How to follow posts from this event
Posts will be tagged with this tag. As there is no formal posting schedule, you might want to subscribe to the tag to be notified when new posts get made.
If you want to start reading now, the Building Effective Altruism tag has a bunch of already-published posts on this subject.
- ^
Thanks to @Vaidehi Agarwalla for suggesting people do this
I'm not convinced it would be net positive this time in the absence of several less well-known people expressing intent to post and preference for a special setup. I think there would be some downsides to each way the idea could be implemented a few days prior to start, so I'd wanted to see specific evidence that less well-known people would be more likely to post before endorsing a special setup this time.
Documenting the vision, my theory was that setting aside time for lesser-known voices (which basically means asking the well-known voices not to post at certain times) would mitigate concerns by less well-known voices that their contributions would "be completely steamrolled by a flurry of posts by people with higher status." (quoting Jacob, the original commenter above).
I agree that the effects here shake out in different directions -- though I hypothesize that the positive effect on a engagement with a given post comes more from general awareness of something bringing people to the Forum (e.g., there's a new scandal, it's Strategy Fortnight, etc.). In contrast, I speculate that the negative "cannibalizing" effect comes more from specific posts (look, there are fresh posts by X, Y, and Z with active engagement). Thus, I speculate that -- by judicious management of post timing -- we could capture much of the positive effect of the special event bringing in readers while mitigating the effect of prominent voices crowding other voices out. Of course, I could be wrong!
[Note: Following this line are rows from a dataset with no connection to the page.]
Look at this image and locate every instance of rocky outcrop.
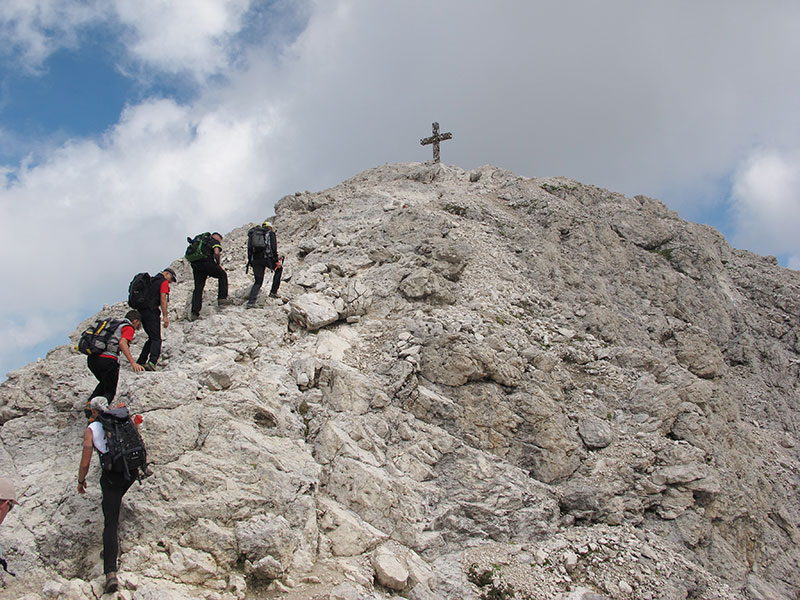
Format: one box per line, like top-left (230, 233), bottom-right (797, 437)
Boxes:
top-left (0, 164), bottom-right (800, 600)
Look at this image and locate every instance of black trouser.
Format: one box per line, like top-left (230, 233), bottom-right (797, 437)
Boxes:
top-left (247, 261), bottom-right (283, 304)
top-left (100, 471), bottom-right (135, 573)
top-left (86, 356), bottom-right (119, 405)
top-left (136, 308), bottom-right (161, 365)
top-left (192, 258), bottom-right (228, 315)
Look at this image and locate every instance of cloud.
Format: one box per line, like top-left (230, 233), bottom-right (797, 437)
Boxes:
top-left (114, 0), bottom-right (251, 79)
top-left (731, 149), bottom-right (800, 269)
top-left (0, 94), bottom-right (284, 376)
top-left (0, 0), bottom-right (300, 83)
top-left (0, 0), bottom-right (110, 70)
top-left (0, 0), bottom-right (800, 376)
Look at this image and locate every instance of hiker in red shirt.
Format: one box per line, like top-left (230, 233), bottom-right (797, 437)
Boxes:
top-left (86, 310), bottom-right (144, 404)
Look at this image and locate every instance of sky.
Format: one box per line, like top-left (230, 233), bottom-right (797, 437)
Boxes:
top-left (0, 0), bottom-right (800, 379)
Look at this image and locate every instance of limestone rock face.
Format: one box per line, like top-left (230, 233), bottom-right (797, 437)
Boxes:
top-left (0, 163), bottom-right (800, 600)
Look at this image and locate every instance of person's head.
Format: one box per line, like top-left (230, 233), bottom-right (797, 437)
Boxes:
top-left (89, 396), bottom-right (108, 417)
top-left (125, 310), bottom-right (142, 329)
top-left (161, 267), bottom-right (178, 283)
top-left (0, 477), bottom-right (17, 523)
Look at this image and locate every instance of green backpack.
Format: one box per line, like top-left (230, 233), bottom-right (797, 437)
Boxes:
top-left (185, 231), bottom-right (214, 262)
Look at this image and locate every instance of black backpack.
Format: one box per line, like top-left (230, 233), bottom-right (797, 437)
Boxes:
top-left (97, 406), bottom-right (147, 480)
top-left (247, 226), bottom-right (272, 258)
top-left (128, 273), bottom-right (164, 310)
top-left (75, 319), bottom-right (125, 356)
top-left (128, 273), bottom-right (152, 310)
top-left (184, 231), bottom-right (214, 262)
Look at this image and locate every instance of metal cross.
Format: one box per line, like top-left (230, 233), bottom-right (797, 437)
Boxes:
top-left (419, 123), bottom-right (453, 162)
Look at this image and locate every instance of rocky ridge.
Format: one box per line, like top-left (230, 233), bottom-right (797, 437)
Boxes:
top-left (0, 163), bottom-right (800, 600)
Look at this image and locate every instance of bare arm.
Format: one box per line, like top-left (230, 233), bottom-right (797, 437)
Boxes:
top-left (161, 292), bottom-right (169, 329)
top-left (78, 427), bottom-right (94, 494)
top-left (119, 338), bottom-right (144, 373)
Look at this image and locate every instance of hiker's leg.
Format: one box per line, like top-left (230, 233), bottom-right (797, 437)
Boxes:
top-left (136, 309), bottom-right (161, 365)
top-left (100, 472), bottom-right (134, 573)
top-left (86, 356), bottom-right (119, 405)
top-left (192, 263), bottom-right (208, 314)
top-left (136, 338), bottom-right (151, 365)
top-left (269, 267), bottom-right (283, 294)
top-left (86, 356), bottom-right (105, 400)
top-left (100, 358), bottom-right (119, 408)
top-left (247, 263), bottom-right (266, 304)
top-left (208, 263), bottom-right (228, 300)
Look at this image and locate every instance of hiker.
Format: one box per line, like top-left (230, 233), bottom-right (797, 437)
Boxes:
top-left (186, 231), bottom-right (231, 321)
top-left (0, 477), bottom-right (17, 523)
top-left (136, 267), bottom-right (178, 371)
top-left (86, 310), bottom-right (144, 411)
top-left (78, 396), bottom-right (141, 594)
top-left (0, 477), bottom-right (17, 575)
top-left (245, 221), bottom-right (283, 308)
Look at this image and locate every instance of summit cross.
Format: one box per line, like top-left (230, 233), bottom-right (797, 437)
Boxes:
top-left (419, 123), bottom-right (453, 162)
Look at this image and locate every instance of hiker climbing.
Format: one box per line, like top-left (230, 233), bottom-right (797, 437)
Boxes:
top-left (245, 221), bottom-right (283, 308)
top-left (77, 310), bottom-right (144, 412)
top-left (186, 232), bottom-right (231, 321)
top-left (0, 477), bottom-right (17, 576)
top-left (78, 396), bottom-right (146, 594)
top-left (128, 267), bottom-right (178, 371)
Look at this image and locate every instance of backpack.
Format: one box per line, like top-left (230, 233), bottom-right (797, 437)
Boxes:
top-left (128, 273), bottom-right (164, 310)
top-left (247, 226), bottom-right (272, 258)
top-left (97, 406), bottom-right (147, 480)
top-left (128, 273), bottom-right (152, 310)
top-left (185, 231), bottom-right (214, 262)
top-left (75, 319), bottom-right (124, 356)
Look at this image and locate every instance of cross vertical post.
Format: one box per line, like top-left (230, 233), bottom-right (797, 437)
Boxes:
top-left (419, 123), bottom-right (453, 163)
After thinking about it some more, it would probably be best to set aside space for lesser-known voices either at the beginning of an event or in a multi-day interlude in the middle of the event. Setting aside time at the very end of the event risks people having already had their fill of strategy talk; setting random days aside offers relatively limited isolation. However, most people who just learned about Strategy Fortnight wouldn't be ready to publish in the first few days, and I think it's too late to ask people who have already agreed to write for the event not to publish their post for a multi-day period.
So I think the best ways to test/implement the idea are off the table for this go-round.